All of lore.kernel.org
 help / color / mirror / Atom feed
From: Tudor Cornea <tudor.cornea@gmail.com>
To: Ferruh Yigit <ferruh.yigit@intel.com>
Cc: linville@tuxdriver.com, Thomas Monjalon <thomas@monjalon.net>,
	 Mihai Pogonaru <pogonarumihai@gmail.com>,
	dev@dpdk.org
Subject: Re: [dpdk-dev] [PATCH v2] net/af_packet: fix ignoring full ring on tx
Date: Tue, 5 Oct 2021 18:11:08 +0300	[thread overview]
Message-ID: <CAOuQ8vWHLgt=8aNxoSd4XvWeYQqMuJ1Wt4iKpeVmY8tqwVp-_w@mail.gmail.com> (raw)
In-Reply-To: <CAOuQ8vW2t_HJPc-M89+FwP0Ed9kpUR82X7FPm1KjdVuTO-kpSQ@mail.gmail.com>

Hi Ferruh,

I have attempted to narrow down the issue.
I have the following bash script, which computes packet rates on an
interface.

[root@localhost ~]# cat compute-rates.sh
#!/usr/bin/env bash

if [[ ${#} -ne 2 ]]; then
    echo "Usage: ${0} <iface-name> <sleep-interval-seconds>"
    exit 1
fi

IFACE_NAME="${1}"
SLEEP_INTERVAL_SECONDS="${2}"
TMP_STATS_FILE="/tmp/netstat"

# Clear Previous stats file
echo "0 0 0 0" > "${TMP_STATS_FILE}"

echo "Press CTRL+C to exit..."

while true; do
    export "RxB=0" "RxP=0" "TxB=0" "TxP=0"

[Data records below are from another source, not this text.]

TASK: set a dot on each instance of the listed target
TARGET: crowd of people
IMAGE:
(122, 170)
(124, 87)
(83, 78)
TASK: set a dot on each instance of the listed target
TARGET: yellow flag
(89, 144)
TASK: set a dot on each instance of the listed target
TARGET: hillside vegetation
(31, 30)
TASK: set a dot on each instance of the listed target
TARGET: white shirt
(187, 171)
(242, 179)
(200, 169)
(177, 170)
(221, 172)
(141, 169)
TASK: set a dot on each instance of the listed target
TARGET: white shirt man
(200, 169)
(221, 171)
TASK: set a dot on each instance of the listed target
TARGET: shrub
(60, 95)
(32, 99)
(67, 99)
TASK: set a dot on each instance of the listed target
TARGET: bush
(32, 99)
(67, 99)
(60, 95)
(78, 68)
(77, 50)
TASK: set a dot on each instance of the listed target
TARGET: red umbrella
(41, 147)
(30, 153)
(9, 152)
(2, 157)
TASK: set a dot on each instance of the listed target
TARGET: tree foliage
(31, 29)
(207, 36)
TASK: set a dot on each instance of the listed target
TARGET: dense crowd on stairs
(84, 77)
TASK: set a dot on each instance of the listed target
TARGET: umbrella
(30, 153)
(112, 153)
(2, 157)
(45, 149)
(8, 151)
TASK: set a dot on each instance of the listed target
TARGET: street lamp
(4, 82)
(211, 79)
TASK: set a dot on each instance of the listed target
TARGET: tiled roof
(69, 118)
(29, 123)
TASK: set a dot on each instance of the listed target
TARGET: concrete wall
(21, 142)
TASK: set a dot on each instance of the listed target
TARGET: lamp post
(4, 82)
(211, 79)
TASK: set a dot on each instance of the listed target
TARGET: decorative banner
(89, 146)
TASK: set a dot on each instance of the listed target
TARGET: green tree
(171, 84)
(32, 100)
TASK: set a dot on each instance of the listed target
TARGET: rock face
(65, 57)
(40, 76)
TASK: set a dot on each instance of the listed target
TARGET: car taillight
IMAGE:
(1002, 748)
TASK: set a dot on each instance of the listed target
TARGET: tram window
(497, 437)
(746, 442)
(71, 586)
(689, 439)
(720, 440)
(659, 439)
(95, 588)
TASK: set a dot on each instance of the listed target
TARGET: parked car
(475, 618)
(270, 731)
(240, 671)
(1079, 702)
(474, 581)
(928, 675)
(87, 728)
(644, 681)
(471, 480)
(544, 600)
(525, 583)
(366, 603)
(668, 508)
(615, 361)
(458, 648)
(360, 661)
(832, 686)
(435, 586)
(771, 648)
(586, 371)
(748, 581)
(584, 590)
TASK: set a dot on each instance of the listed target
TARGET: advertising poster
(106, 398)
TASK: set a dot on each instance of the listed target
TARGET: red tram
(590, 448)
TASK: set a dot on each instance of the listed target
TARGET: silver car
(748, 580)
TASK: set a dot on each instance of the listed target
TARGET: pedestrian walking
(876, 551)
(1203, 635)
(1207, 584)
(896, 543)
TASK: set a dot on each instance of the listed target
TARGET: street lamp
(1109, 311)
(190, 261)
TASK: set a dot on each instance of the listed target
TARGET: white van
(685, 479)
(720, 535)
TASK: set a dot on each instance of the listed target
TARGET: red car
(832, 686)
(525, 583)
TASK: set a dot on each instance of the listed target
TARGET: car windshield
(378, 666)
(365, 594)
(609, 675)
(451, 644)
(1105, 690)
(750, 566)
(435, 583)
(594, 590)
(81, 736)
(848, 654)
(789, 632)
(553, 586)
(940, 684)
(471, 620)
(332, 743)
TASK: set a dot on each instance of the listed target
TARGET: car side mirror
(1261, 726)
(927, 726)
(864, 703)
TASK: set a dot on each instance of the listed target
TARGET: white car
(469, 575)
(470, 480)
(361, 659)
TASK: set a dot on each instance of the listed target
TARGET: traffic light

    # Extract Rx{Bytes,Packets} and Tx{Bytes,Packets} and
    # format the output. Individual fields will be exported
    export $(\
        ifconfig "${IFACE_NAME}" \
            | grep 'packets' \
            | awk '{print $5, $3}' \
            | xargs echo \
            | sed -E -e \
                "s/([0-9]+) ([0-9]+) ([0-9]+) ([0-9]+)/RxB=\1 RxP=\2
TxB=\3 TxP=\4/")

    # Print Packet and Byte Rates
    # Format: | Rx Bytes | Rx Packets | Tx Bytes | Tx Packets |

    echo "${RxB}" "${RxP}" "${TxB}" "${TxP}" $(cat "${TMP_STATS_FILE}") \
        | awk '{print "RxB="$1-$5, "RxP="$2-$6, "TxB="$3-$7, "TxP="$4-$8}'

    # Save the new values
    echo "${RxB}" "${RxP}" "${TxB}" "${TxP}" > "${TMP_STATS_FILE}"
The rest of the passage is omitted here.